Infant macrosomia was a mediating factor in high cesarean delivery rate for women with diabetes. This study shows that 16 of 45 diabetic women delivered macrosomic infants. Additionally, 12 of 45 cases in the control group (women with no diabetes mellitus) delivered constitutionally macrosomic infants. Cesarean section rate in diabetic women was higher than that for the control group (32(71%) versus 14(31%)); these results agreed with what has been published before [14].

It has been found that the large umbilical cord area is attributed to the large amount of Wharton's jelly in diabetic mothers; this was attributed to the increase in the permeability of umbilical vessels in diabetes mellitus that increases the plasma protein leakage in the interstitial space [15].

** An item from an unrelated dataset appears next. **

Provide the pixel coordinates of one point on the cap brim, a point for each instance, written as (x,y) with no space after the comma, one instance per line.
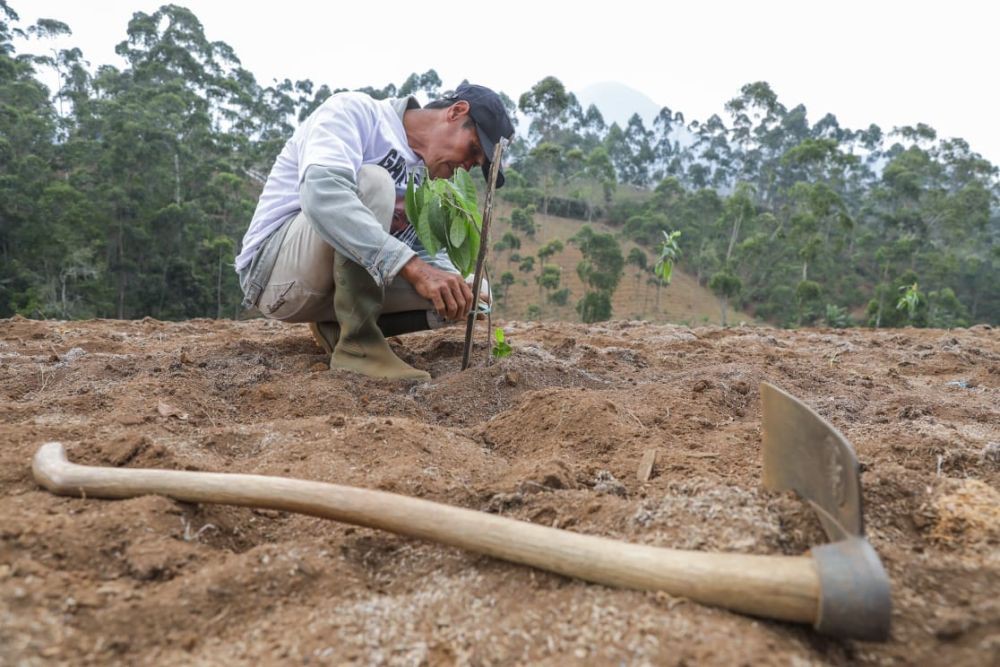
(488,146)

Our results show that the infant of diabetic mother has large umbilical cord area due to a large amount of Wharton's jelly. This might differentiate between the appropriate-forgestational- age fetus from a normal pregnancy and that from a pregnancy in a mother with gestational diabetes, and between the macrosomic fetus of a diabetic pregnancy from the genetically large fetus [15].

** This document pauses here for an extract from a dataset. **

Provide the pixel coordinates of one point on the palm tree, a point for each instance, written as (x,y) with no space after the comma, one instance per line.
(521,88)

Association between HbA1c levels and risk of macrosomia has been investigated before [9,16,17]. However, positive correction was found between HbA1c levels and risk of macrosomia in some studies [16,17]; while other studies showed no association between the levels of HbA1c and risk of macrosomia [9]. Our results showed that 16 of 45 of diabetic pregnant women had macrosomic fetuses, and 11 of them had high HbA1c (Table 3). This study combined the HbA1c levels with the umbilical cord components (i.e Wharton’s jelly) to increase the sensitivity of prediction of macrosomia [4]. The weight of macrosomic fetuses of diabetic mothers showed positive correlation with the HbA1c levels (Figure 2b). This has been further confirmed by the positive correlation between the weight of macrosomic fetuses and the umbilical cord area (Wharton’s jelly) (Figure 2a) which imply that, in addition to the umbilical cord components, HbA1c levels could also be used to predict macrosomic fetuses [18]. Although, positive association was found between the weight of fetuses and the umbilical cord components in 29 of 45 of diabetic mothers (Figure 2c), no association was observed between the weight of fetuses and the HbA1c (Figure 2d). However, there was no macrosomia in these cases and the HbA1c level was normal (Figure 2c and 2d).


Authors would like to thank the staff of clinical biochemistry department at AL-Yarmouk Hospital for their help in HbA1c analysis.